As challenging as it is to navigate culture clashes, it will ultimately strengthen the bond between you and your partner. That’s because successful culture clash management requires you to be respectful, empathetic, enthusiastic, supportive, and communicative (all characteristics of healthy relationships!). The best strategies for managing culture clashes are:

  1. Get to know your partner’s cultural background while you get to know their personality.  Taking the time and effort to learn about your partner’s cultural background and talk about their culturally-informed beliefs, attitudes, habits, and practices will yield dividends later in your relationship.  And if it makes sense and it is financially feasible travel to the country where your significant other is from or their family originated.
  2. Learn your partner’s language and ask them to learn yours. In intercultural and interracial relationships where partners speak different languages, it is immensely isolating not being able to communicate. Even if your pronunciation and grammar are awful, there is enormous emotional significance in going out of your way to learn.
  3. Embrace each others’ traditions. Avoid thinking of your partner’s cultural expression as a threat to your own; you can have both! You’ll likely find that there are traditions, celebrations, and practices in each others’ cultures that you want to incorporate into your shared life.
  4. Make culturally-informed decisions before having kids. The biggest culture clashes have to do with having and raising children. Having kids is stressful enough on its own. Talk about how you want to navigate childrearing as an interracial or intercultural couple before deciding that you want to.

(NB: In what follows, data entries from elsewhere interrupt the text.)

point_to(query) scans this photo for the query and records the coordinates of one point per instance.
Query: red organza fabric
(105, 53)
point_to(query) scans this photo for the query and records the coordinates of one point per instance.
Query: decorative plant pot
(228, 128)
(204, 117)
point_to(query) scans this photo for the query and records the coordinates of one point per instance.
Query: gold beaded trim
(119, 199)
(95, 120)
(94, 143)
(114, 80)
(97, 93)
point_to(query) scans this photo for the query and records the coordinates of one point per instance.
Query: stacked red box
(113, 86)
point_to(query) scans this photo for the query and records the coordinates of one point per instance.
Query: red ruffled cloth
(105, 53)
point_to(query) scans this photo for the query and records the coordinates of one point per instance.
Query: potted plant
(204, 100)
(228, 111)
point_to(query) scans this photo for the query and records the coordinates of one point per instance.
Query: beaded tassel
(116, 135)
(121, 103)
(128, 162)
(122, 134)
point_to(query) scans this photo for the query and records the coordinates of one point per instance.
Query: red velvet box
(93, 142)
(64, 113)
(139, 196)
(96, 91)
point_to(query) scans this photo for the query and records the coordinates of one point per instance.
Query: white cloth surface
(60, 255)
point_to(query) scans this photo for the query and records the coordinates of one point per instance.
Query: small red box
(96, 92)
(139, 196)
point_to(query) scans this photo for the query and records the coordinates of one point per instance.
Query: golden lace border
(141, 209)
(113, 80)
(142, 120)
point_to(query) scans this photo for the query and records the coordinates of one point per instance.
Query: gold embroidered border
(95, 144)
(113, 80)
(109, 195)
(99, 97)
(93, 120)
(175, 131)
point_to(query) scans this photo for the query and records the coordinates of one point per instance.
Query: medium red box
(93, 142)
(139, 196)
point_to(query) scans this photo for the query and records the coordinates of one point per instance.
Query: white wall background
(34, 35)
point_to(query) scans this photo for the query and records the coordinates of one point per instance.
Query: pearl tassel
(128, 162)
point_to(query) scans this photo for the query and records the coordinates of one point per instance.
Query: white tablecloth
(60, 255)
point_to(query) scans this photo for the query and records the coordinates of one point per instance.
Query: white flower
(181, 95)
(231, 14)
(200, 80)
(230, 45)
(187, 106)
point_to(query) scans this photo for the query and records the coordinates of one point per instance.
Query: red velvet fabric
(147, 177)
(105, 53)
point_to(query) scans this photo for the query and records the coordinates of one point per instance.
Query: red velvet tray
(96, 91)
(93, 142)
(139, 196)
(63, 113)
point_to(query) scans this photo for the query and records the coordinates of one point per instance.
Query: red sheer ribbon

  5. Don’t consistently complain about each others families or about being a part of each others’ customs. It’s vital that you don’t begrudge your partner the things that are really important to them. Likewise, your partner shouldn’t act like respecting your spiritual, religious, or customary needs is burdensome or inconvenient.
  6. Don’t think of your culture as the objective “right” way to do things or diminish your partners’ lived experiences and skills. It’s not fair to expect your partner (or for them to expect you) to disown the beliefs they’ve held since childhood or immediately pick up skills they had no opportunity to learn. Be patient and open to doing things differently.
  7. Practice emotional maturity and empathy. Temper tantrums and vindictive behavior have no place in a healthy relationship. That is true even (and especially) when one partner resists adopting or fully adhering to the other’s beliefs or traditions. Calm, respectful communication will yield better, faster compromises.
  8. Seek to create new, blended traditions that celebrate and respect both of you. The key is having continuous, open communication and negotiation. In healthy interracial relationships, interracial and intercultural couples are just “normal” couples participating in both explicit and implicit negotiations about mutually shaping the cultural presentation of their day-to-day lives together.
  9. Prioritize your compromises. This is not just another way to say “pick your battles.” Instead, decide what cultural behaviors and beliefs are truly important to you and which you would be willing to adjust or abandon based on your partner’s needs and sensitivities.
  10. Do not bully your partner into giving up things that are really important to them, and don’t allow your partner to bully you into doing so, either. Understand that you both will have culturally-informed beliefs, behaviors, and traditions that are essential to how you individually define yourselves. Don’t make your partner choose between your happiness and their self-actualization. You shouldn’t have to compromise who you are.

In an interracial or intercultural relationship, it’s critical that you’re willing to examine why you do the things you do and believe the things you believe. Some artifacts of your cultural background are meaningful, fulfilling, and essential to how you define yourself. Others are part of how you live your life because that’s just how you’ve always done it. Being part of an interracial or intercultural couple means finding new ways to do it, together.